And not only were producers paying big money, they were buying good volumes of calves at these inflated prices.
Up until the past month, farmers were regularly purchasing between 15,000 and 35,000 steers and heifers per month in the EYCI – often dominating the feedlot sector in terms of volume.
This trend has massively changed in recent weeks. The number of young calves selling to restockers has fallen off a cliff with the latest EYCI data showing sales to the paddock below 5000 head. This is the lowest volume in more than 3-years
This drop off in farmer demand translates back into the lower price performance of the EYCI. With meat buyers and feedlots facing less competition from restockers, rates for all young cattle have declined and are now trending closer together.
This detailed look behind the EYCI data was prompted by recent comments from farmers pointing the finger at processors or big name companies for the shock collapse in cattle prices. It happened at Yea last week when a disappointed vendor suggested farmers were ‘being played with’ and prices had “dropped too low’’.
The Yea sale was cheaper and grown steers in particular wore a price hit to rarely get above 370c/kg liveweight. But the store market is essentially farmers selling to farmers, although feedlots do operate at times.
The role farmer money and confidence plays in setting young cattle prices needs to be acknowledged more.
Which brings me to another issue.

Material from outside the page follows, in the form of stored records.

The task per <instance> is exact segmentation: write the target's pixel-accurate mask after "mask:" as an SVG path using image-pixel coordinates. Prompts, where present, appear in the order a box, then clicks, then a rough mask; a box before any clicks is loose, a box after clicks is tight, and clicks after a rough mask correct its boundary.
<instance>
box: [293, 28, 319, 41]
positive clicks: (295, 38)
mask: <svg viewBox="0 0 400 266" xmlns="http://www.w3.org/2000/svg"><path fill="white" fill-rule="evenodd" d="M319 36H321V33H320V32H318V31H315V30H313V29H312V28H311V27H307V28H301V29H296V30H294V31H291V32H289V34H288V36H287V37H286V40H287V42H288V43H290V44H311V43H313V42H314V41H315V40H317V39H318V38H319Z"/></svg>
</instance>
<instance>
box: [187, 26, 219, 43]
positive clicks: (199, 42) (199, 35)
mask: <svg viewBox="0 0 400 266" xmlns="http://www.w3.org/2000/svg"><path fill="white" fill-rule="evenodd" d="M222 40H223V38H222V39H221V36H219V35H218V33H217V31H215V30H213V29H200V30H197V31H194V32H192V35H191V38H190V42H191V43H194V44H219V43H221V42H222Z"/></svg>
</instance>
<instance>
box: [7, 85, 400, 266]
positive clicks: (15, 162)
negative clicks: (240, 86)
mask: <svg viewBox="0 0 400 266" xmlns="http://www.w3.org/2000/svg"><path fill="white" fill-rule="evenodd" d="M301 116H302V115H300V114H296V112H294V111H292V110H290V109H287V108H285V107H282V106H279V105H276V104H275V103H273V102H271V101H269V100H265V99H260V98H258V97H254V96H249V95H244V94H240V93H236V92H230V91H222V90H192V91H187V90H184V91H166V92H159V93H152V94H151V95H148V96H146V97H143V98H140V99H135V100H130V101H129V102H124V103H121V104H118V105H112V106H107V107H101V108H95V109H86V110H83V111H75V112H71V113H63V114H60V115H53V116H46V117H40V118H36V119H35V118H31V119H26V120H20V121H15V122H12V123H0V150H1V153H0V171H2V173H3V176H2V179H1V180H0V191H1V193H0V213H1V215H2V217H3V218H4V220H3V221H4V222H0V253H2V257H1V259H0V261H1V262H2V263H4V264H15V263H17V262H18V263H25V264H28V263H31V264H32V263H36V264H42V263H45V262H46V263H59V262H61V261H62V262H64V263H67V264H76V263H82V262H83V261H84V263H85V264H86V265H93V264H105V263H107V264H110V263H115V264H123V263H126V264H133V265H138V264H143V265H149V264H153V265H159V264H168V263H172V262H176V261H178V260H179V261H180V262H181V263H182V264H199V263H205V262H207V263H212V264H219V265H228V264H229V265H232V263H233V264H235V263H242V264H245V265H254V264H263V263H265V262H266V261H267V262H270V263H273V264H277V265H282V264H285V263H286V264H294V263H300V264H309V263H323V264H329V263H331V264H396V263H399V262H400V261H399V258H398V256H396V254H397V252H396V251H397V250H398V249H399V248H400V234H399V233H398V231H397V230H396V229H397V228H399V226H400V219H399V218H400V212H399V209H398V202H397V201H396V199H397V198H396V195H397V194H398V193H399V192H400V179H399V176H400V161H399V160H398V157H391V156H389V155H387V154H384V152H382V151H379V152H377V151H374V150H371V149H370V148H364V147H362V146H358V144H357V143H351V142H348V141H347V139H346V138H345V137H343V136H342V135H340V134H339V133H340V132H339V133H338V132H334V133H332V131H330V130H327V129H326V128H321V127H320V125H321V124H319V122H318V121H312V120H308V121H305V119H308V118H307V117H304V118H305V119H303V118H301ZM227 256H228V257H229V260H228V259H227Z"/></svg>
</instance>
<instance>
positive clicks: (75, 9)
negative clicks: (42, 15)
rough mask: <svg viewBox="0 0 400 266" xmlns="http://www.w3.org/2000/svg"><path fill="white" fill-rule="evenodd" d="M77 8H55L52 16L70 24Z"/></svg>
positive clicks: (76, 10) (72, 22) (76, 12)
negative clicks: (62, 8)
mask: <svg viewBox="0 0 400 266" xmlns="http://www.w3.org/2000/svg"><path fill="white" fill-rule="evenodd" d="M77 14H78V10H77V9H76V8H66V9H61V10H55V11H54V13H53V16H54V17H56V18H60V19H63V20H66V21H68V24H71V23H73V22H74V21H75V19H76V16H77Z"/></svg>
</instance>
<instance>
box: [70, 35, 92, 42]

How much impact is all the talk about a possible El Nino weather event or the “tap being turned off’’ and media headlines of ‘Flash Droughts’’ having on livestock producers?
Maybe all the focus on these new beaut weather Apps and constant warnings about ocean temperatures and dipoles has farmers reacting to a dry period that hasn’t actually begun yet.
The bottom line is young cattle prices are being greatly affected by the withdrawal of restocking support, which comes back to farmer money.